While the plan reduces the capacity for conventional high-intensity combat, it retains irregular warfare skills acquired over the past decade. The plan adds to the Corps’s special operations headcount, retains much of the training and support for irregular warfare built up since 2002, bolsters specialized law enforcement support capabilities, and adds to the Corps’s cyber operations capacity.

The FSRG came to a carefully considered conclusion that the Marine Corps should be most ready for missions such as partnership engagement with foreign security forces, a variety of amphibious operations, humanitarian and disaster assistance, and rapid crisis response. At the same time, the group knew that it would have to take risks somewhere. It concluded that it could take a risk with the Corps’s capacity to mount large or open-ended manpower-intensive campaigns such as those it waged in Vietnam, Kuwait, Iraq, and Afghanistan. In spite of this seemingly recurring pattern of long bloody slogs, the FSRG planners were —to scale back their expectations of this pattern repeating yet again.

The FSRG intends to mitigate this risk by tapping, if necessary, the Marine Corps Reserve for the extra manpower and capabilities its plan will cut from active duty forces. The report also implies a shift in responsibility to the Army should the country get bogged down in another long struggle involving general-purpose ground troops.

Using the reserves and the Army to hedge the risks of a new and economical force structure plan seems like a reasonable military judgment. Whether it is a wise political judgment for the Marine Corps is more questionable. If, due to an FSRG miscalculation, the Marine Corps finds itself constantly mobilizing reserve forces for costly overseas contingencies, Marine Corps leaders are sure to hear about it from angry overseers on Capitol Hill. Similarly, if the Marine Corps’s plans are premised on an Army bailout when reality clashes with force structure shortfalls, questions about why the Pentagon needs a large Marine Corps may surface once again.

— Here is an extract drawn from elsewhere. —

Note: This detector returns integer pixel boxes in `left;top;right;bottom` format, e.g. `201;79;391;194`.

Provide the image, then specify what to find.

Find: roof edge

The FSRG made a careful assessment of the post-Afghanistan world and has designed a new Marine Corps force structure to match that assessment. In addition to saving the taxpayers money, the proposed realignment will shift the Marine Corps away from manpower-intensive scenarios toward the types of missions the planners believe are not only the most likely but also match up well with the Corps’s organizational strengths. But the plan’s political risks may be more dangerous than its military risks.